# SLU9 - Regression: Learning notebook

In this notebook we will cover the following:
* What is regression?
* Simple Linear Regression
* Gradient Descent
* Multiple Linear Regression
* Using Scikit Learn to perform regression

## What is regression? 

A modeling task which objective is to create a (linear or non-linear) map between the **independent variables** (i.e. the columns in your pandas dataframe) and a set of **continuous dependent variables** (i.e. the variable you want to predict) by estimating a set of **unknown parameters**. 

Examples of regression tasks:
* predicting house prices (example range: [100k\$; 500k\$]);
* predicting the rating that a user would assign to a movie (example range: [1 start; 7 stars]); 
* predicting the total sales for each day, in each shop of a shopping mall;
* predicting emotional descriptors for a song;
* predicting the trajectory of a fighter jet.

Nowadays, there are *a lot* of algorithms to solve this task but we will focus on one of the most easy to understand: **linear regression**. It is one of the most used regression methods in the world to this day due to how easy it is to (1) interpret the model, (2) implement it and (3) implement extensions that deal with datasets with few data points, noise and outliers. 

First, let's explore how **simple linear regression** works.

## Simple Linear Regression

This model is a special case of linear regression where you have a single feature. The model is, simply, a line equation

$$\hat{y} = \beta_0 + \beta_1 \cdot x$$

* $\hat{y}$ is the value predicted by the model; 
* $x$ is the input feature; 
* $\beta_0$ is the y-axis value where $x=0$, usually called the *intercept*; 
* $\beta_1$ tells you how much $\hat{y}$ changes when $x$ changes, usually called the *coefficient*.

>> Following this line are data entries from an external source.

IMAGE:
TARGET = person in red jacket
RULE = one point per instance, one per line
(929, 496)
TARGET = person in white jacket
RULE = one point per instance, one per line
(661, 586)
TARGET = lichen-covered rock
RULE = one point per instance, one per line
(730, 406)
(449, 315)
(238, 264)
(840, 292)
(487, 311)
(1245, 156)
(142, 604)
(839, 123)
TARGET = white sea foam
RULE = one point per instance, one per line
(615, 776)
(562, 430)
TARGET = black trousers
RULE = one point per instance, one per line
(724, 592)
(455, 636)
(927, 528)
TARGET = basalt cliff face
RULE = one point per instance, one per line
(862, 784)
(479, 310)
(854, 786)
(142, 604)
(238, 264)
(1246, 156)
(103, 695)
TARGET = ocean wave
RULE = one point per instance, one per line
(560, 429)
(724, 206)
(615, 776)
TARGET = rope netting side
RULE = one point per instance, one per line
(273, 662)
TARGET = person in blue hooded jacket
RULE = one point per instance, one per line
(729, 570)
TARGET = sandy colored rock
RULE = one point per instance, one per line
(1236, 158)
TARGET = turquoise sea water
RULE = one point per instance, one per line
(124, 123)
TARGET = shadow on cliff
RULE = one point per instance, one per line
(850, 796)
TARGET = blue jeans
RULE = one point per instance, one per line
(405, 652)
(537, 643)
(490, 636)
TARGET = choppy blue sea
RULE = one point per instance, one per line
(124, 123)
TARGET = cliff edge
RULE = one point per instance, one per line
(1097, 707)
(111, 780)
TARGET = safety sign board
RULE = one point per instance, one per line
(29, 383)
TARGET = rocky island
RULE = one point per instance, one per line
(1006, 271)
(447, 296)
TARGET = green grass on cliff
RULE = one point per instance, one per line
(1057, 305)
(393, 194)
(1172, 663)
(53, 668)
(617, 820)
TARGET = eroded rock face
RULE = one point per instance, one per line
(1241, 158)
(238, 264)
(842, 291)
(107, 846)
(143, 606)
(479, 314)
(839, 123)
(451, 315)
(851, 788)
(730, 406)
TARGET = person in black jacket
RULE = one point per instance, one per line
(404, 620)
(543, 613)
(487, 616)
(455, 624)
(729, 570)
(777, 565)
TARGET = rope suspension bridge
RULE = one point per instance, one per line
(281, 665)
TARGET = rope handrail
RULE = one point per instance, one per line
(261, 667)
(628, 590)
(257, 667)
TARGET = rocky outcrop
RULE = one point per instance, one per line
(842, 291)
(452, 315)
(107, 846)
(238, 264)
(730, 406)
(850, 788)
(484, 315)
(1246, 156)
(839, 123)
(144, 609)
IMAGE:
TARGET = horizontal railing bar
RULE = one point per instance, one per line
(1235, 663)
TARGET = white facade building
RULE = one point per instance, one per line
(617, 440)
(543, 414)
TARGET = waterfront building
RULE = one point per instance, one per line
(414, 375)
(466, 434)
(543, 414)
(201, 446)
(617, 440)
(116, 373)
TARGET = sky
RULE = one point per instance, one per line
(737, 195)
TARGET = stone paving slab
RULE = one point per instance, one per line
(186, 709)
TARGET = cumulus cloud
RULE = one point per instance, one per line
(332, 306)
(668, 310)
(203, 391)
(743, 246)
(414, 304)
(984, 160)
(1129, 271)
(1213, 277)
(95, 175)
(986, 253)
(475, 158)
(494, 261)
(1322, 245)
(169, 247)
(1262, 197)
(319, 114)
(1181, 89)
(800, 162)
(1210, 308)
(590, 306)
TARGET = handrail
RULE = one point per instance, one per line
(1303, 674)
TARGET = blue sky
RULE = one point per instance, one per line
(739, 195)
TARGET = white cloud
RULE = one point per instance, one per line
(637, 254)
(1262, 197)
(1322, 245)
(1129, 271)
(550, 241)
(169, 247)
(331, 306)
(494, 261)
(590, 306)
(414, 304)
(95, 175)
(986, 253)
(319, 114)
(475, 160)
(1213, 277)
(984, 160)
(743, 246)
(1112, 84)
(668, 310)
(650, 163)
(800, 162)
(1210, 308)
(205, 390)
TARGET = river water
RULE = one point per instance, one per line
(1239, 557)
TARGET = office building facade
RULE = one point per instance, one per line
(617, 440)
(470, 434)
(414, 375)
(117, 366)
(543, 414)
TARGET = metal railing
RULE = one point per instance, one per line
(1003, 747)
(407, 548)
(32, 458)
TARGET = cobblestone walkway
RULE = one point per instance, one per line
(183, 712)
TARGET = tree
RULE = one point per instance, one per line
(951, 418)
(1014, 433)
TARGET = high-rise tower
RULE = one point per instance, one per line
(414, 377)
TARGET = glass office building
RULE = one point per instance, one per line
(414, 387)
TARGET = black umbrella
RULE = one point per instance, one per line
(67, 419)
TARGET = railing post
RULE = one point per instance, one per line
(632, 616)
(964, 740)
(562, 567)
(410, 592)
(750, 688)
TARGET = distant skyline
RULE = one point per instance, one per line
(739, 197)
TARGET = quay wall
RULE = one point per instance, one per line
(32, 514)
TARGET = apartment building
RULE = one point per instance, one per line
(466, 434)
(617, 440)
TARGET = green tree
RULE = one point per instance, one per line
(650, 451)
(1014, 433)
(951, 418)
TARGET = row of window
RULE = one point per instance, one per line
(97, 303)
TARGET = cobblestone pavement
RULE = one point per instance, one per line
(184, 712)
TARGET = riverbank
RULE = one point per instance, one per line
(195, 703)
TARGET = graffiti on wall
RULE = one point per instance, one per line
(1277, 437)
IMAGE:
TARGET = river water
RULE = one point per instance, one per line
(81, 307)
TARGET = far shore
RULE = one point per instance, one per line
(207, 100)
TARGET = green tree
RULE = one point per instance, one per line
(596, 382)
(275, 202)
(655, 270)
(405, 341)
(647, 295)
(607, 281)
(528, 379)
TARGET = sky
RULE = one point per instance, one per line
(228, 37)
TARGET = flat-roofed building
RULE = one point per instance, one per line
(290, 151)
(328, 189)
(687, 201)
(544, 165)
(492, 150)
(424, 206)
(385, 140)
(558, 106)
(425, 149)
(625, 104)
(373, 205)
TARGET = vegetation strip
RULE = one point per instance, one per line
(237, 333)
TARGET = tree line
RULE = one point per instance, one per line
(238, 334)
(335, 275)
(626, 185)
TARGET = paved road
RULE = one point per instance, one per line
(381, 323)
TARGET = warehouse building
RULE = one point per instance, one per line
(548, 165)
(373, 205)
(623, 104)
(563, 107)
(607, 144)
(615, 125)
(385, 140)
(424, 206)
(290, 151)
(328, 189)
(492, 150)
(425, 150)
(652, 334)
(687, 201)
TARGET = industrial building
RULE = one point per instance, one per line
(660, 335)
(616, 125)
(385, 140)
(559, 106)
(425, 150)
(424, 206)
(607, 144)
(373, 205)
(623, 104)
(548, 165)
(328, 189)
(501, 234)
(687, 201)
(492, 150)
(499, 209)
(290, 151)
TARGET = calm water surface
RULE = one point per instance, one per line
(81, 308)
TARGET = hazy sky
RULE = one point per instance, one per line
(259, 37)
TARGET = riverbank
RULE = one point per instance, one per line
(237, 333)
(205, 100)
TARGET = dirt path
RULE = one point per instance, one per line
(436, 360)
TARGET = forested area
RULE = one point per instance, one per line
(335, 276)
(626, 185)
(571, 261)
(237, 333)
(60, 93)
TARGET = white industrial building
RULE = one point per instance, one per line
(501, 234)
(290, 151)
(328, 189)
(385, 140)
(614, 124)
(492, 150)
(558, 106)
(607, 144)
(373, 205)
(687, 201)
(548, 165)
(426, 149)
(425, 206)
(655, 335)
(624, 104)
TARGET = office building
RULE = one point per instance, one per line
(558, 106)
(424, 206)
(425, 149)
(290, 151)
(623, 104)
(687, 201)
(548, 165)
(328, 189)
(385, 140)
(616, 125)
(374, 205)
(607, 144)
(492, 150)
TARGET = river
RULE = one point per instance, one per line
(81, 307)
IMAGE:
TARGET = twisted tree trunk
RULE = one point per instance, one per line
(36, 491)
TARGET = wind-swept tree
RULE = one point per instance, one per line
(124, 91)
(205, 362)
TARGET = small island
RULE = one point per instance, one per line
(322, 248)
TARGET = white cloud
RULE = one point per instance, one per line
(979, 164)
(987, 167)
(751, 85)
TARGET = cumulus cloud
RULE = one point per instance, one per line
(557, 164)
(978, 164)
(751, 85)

You can create a simple lambda function in order to implement this model:

In [1]:
lr = lambda x, b0, b1: b0 + b1 * x

Now, let's create some data and test this function

In [2]:
import numpy as np

x = np.arange(10)

In [3]:
lr(x, 0, 1)

array([0, 1, 2, 3, 4, 5, 6, 7, 8, 9])

In [4]:
lr(x, 1, 1)

array([ 1,  2,  3,  4,  5,  6,  7,  8,  9, 10])

In [5]:
lr(x, 0, 3)

array([ 0,  3,  6,  9, 12, 15, 18, 21, 24, 27])

In [6]:
lr(x, -10, 3)

array([-10,  -7,  -4,  -1,   2,   5,   8,  11,  14,  17])

To make it easy to manipulate the model parameters, let's use the following demo

In [7]:
from utils import simple_linear_regression_manual_demo_1

In [8]:
simple_linear_regression_manual_demo_1()

interactive(children=(FloatSlider(value=0.0, description='b0', max=10.0, min=-10.0, step=0.01), FloatSlider(va…

The green plot represents both the x and y axes while the blue line is the $\hat{y}$ for each value of $x$. As you can see for yourself, if you decrease/increase $\beta_0$, the value where y cross $\hat{y}$ decreases/increases. If you increase/decrease $\beta_1$, the slope of the line increases/decreases.

Now, let's try to manually change $\beta_0$ and $\beta_1$ in order to fit a small dataset. In order to make your job easier, we added a metric that goes down when you use better parameter combinations

In [9]:
from utils import simple_linear_regression_demo_2

In [10]:
simple_linear_regression_demo_2()

interactive(children=(FloatSlider(value=-1.0, description='b0', max=10.0, min=-10.0, step=0.01), FloatSlider(v…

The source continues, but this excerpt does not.